Das hat ja auch etwas mit Glaubwürdigkeit zu tun, was wiederum heißt, bereit zu sein, offen zu streiten. Sie sind ein Verfechter einer Auseinandersetzung, die auf Argumenten und Fakten basiert. Im Gegensatz zu den Diskussionen, bei denen jeder seine Meinung von sich gibt, ohne sich für stichhaltige Argumente zu interessieren. So können wir möglichst viele Bürgerinnen und Bürger bei der Entscheidungsfindung mitnehmen. Am Ende müssen diese Auseinandersetzungen zu Ergebnissen führen, nach denen gehandelt wird.
Die Frage ist aber, reden wir darüber mit einer Sehnsucht, dass es wieder sehr streng und autoritär zugeht oder frei? Das ist doch gerade die Kernfrage, vielmehr sogar die politische Existenzfrage. Ich bezweifle, dass die im Bewusstsein vieler Menschen angekommen ist. Ich erwarte, dass wir diese Frage im politischen Alltag und im Wahlkampf – durchaus streitig – verhandeln. Wie wollt ihr leben? Wollt ihr frei oder wollt ihr autoritär leben?

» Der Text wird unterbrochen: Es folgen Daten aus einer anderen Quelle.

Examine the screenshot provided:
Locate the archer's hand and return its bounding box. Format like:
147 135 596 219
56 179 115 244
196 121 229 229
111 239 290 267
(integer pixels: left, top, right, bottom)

Und das mit allen Möglichkeiten und Konsequenzen? Das ist die Grundlage, und wenn die geklärt ist, können wir uns um die vielen wichtigen Details kümmern wie Wirtschaft, Umwelt, Bildung und soziale Gerechtigkeit. Da kann dann jeder seine politischen Schwerpunkte eingravieren. Wenn wir aber die Demokratie und die Freiheit verlieren, dann müssen alle wissen, dass in einer Diktatur oder einem autoritären oder von der AfD regierten Deutschland von diesen Details nichts mehr übrig bleiben wird.
Sie haben in Ihrer Rede gefordert, dass Demokratie an Schulen gelehrt werden solle. Ich denke, man muss noch weitergehen und auch den Lehrkräften mehr an die Hand geben. Nehmen wir aktuell den israelbezogenen Antisemitismus und die Israelkritik an Schulen und Universitäten– müssen Lehrer und Dozenten nicht in die Lage versetzt werden, darauf adäquater zu reagieren?

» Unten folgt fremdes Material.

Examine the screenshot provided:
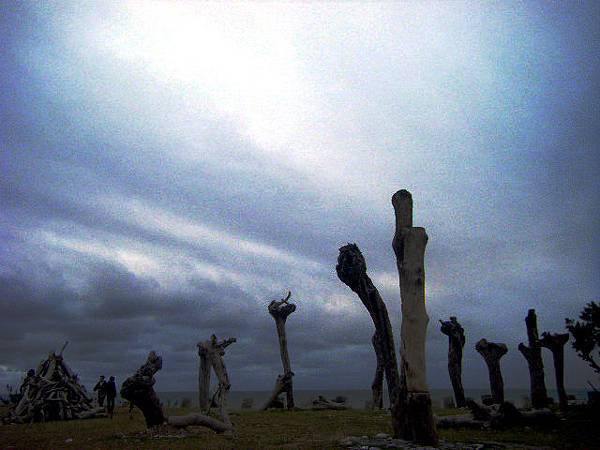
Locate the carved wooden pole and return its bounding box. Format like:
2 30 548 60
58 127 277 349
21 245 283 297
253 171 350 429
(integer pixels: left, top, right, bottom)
519 309 548 409
198 345 211 411
539 333 569 411
475 339 508 404
371 331 384 409
392 189 437 445
121 342 235 433
440 317 467 408
265 292 296 410
335 244 404 437
121 351 165 428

Gerade in Bildungsinstitutionen ist es für mich unverzichtbar, dass diejenigen, die Verantwortung tragen, entsprechend ausgebildet werden. Wir können und müssen über die Dinge reden, die die Gesellschaft und die Menschheit beschäftigen. Kein Thema ist tabu. Es geht nicht darum, ob darüber gesprochen wird. Es geht darum, wie darüber diskutiert wird. Wir sollten im Bildungsunterricht mehr Wert auf emotionale Intelligenz und Empathie legen. Ohne Empathie sind wir in dieser Welt nicht in der Lage, anderen Menschen als Menschen zu begegnen und für alle Beteiligten Lösungen der Freiheit zu finden. Und es ist richtig, sich emotional, mit Leidenschaft und Wut, mit Trauer und Frustration, zu streiten. Aber wir dürfen uns dabei nicht persönlich beleidigen. Manchmal schreit man sich auch an, aber dann sollten wir lernen, uns zu entschuldigen.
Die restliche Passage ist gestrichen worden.